Automated Bridge Deck Health Evaluation Aligned with National Bridge Inventory Ratings via Unmanned Aerial Vehicle Imaging and Label-Free Sparse Autoencoder-Based Anomaly Mapping

Bridge deck deterioration poses a critical threat to structural safety and public transportation systems, necessitating scalable and objective inspection methods. This study presents a lightweight, unsupervised anomaly detection framework that leverages unmanned aerial vehicle (UAV)-acquired imagery and sparse autoencoders to evaluate bridge deck surface conditions without requiring labeled training data. High-resolution images captured using a UAV were divided into 64 × 64 patches and processed through a sparse autoencoder trained solely on healthy concrete patches to learn a compact representation of normal surface texture.
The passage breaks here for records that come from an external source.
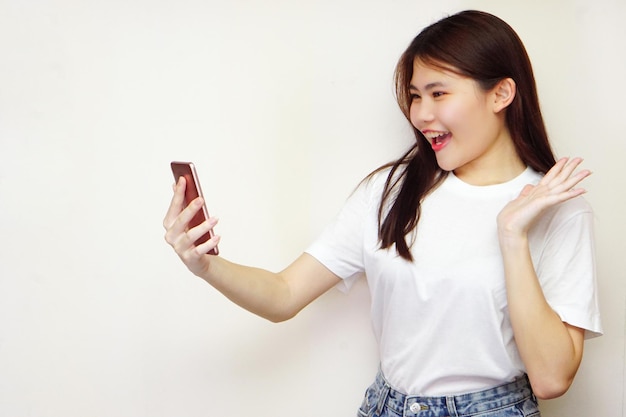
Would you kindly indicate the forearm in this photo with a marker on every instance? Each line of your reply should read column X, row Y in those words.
column 259, row 291
column 545, row 343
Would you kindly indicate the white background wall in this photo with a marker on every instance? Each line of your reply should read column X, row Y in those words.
column 284, row 106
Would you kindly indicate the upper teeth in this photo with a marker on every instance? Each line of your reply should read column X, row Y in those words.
column 433, row 135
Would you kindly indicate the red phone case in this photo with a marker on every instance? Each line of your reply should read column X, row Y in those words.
column 193, row 191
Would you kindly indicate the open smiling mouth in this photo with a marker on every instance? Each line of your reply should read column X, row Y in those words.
column 438, row 140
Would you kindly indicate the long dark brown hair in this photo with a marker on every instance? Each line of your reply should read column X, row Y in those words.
column 486, row 49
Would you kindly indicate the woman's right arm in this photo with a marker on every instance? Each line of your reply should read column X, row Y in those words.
column 274, row 296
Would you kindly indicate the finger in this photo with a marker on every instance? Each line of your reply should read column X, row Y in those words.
column 560, row 177
column 567, row 179
column 209, row 245
column 203, row 228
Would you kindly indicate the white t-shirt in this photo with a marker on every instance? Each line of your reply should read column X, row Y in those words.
column 442, row 322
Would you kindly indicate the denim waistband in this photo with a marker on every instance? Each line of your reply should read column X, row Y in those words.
column 453, row 405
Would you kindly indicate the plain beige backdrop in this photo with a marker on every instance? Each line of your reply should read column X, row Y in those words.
column 284, row 106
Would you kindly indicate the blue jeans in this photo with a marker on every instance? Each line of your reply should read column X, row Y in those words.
column 514, row 399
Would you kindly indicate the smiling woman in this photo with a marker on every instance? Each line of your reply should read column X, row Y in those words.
column 476, row 232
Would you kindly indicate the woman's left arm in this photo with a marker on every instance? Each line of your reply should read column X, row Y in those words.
column 551, row 349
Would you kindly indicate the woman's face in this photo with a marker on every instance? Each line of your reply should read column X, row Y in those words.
column 464, row 124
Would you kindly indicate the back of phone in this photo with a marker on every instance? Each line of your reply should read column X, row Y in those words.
column 193, row 191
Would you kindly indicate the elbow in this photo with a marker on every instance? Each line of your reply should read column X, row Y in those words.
column 280, row 315
column 550, row 388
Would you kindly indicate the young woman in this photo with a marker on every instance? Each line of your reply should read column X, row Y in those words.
column 476, row 244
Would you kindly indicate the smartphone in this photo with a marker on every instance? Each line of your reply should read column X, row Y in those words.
column 193, row 191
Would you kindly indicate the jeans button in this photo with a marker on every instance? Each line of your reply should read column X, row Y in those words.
column 415, row 407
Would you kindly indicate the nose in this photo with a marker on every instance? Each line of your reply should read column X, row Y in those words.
column 421, row 113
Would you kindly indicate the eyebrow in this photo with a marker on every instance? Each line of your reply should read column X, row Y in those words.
column 428, row 86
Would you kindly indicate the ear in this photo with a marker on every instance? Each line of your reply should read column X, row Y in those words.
column 503, row 93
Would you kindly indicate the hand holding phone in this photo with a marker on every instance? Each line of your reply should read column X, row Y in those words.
column 193, row 191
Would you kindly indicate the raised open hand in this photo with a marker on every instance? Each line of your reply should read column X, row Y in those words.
column 182, row 238
column 558, row 185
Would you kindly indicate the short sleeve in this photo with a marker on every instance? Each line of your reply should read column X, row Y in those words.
column 567, row 265
column 341, row 244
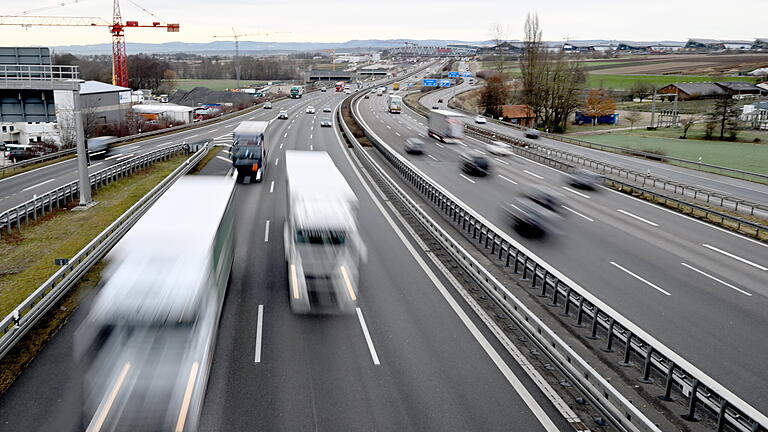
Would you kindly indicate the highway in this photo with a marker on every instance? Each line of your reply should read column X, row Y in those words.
column 743, row 189
column 689, row 284
column 413, row 357
column 19, row 188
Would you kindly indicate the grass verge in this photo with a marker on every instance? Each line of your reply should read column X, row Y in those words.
column 5, row 174
column 742, row 156
column 27, row 257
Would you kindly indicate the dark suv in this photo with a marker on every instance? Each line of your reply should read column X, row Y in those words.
column 475, row 164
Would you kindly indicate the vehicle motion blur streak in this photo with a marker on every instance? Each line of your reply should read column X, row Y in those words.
column 145, row 348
During testing, reconstruction error was computed for each patch, with elevated errors indicating potential anomalies such as cracks, delamination, or staining. These error values were visualized through heatmaps and aggregated across all patches to derive three condition quantification metrics: average reconstruction error, anomalous area percentage, and normalized severity score. A novel classification scheme empirically mapped these metrics to National Bridge Inventory (NBI) deck condition ratings, offering an interpretable, standardized evaluation of bridge decks. To analyze the model’s robustness and threshold sensitivity, experiments were conducted on eight bridges, showing high agreement with NBI deck condition ratings, achieving up to 87.5% rating classification accuracy. Moreover, threshold sensitivity analysis revealed how rating transitions occur across scoring levels, further highlighting the model’s adaptability. Overall, the proposed approach enables efficient, interpretable, and defect-annotation-free bridge condition assessments, aligning with federal standards while significantly reducing the labor requirements, subjectivity, and data annotation burdens of traditional inspections. It represents a promising step toward scalable, automated infrastructure health monitoring using autonomous aerial systems.